How dynamic discounting is different from static discounts:
- Suppliers can request early payment at any point once an invoice is approved on the portal
- The timing and price of the discount is not fixed and can vary
- Dynamic discounting offers complete flexibility and control for suppliers
- The dynamic model increases effectiveness of a discount program and improves discount capture rates
Why “Static” discounts are not as effective as dynamic discounts:
- Suppliers can plan for standard discounts by increasing prices
- The static model limits the window for suppliers to request a discount
- The cost of the discount is a “Zero flexibility” option for suppliers
- The option may not be available or affordable when suppliers need cash flow the most
Marketplace Dynamic Discount model
With the marketplace model, both price and timing are fully dynamic, and suppliers initiate an offer for a discount and control the rate of discount.
They also choose which invoices they want to be paid early, and if, and when, they want to participate in the program.

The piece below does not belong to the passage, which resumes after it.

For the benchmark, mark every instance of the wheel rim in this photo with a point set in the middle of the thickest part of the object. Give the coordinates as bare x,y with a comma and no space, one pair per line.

When suppliers can control the discount option, it becomes more affordable, and flexible than other cash flow options.
This value creates a program that suppliers can rely on to run their business.
Marketplace dynamic discounting takes into account:
- The number of days paid earlier than a supplier’s payment terms
- The rate offered by the supplier
- The value of all the offers made by participating suppliers at a given time
- The cash your company or a third-party makes available to fund early payment
- How supplier offers will deliver the desired return
How dynamic discounting works
For the marketplace model — which is only available through the Early Advantage platform—this is how dynamic discounting works.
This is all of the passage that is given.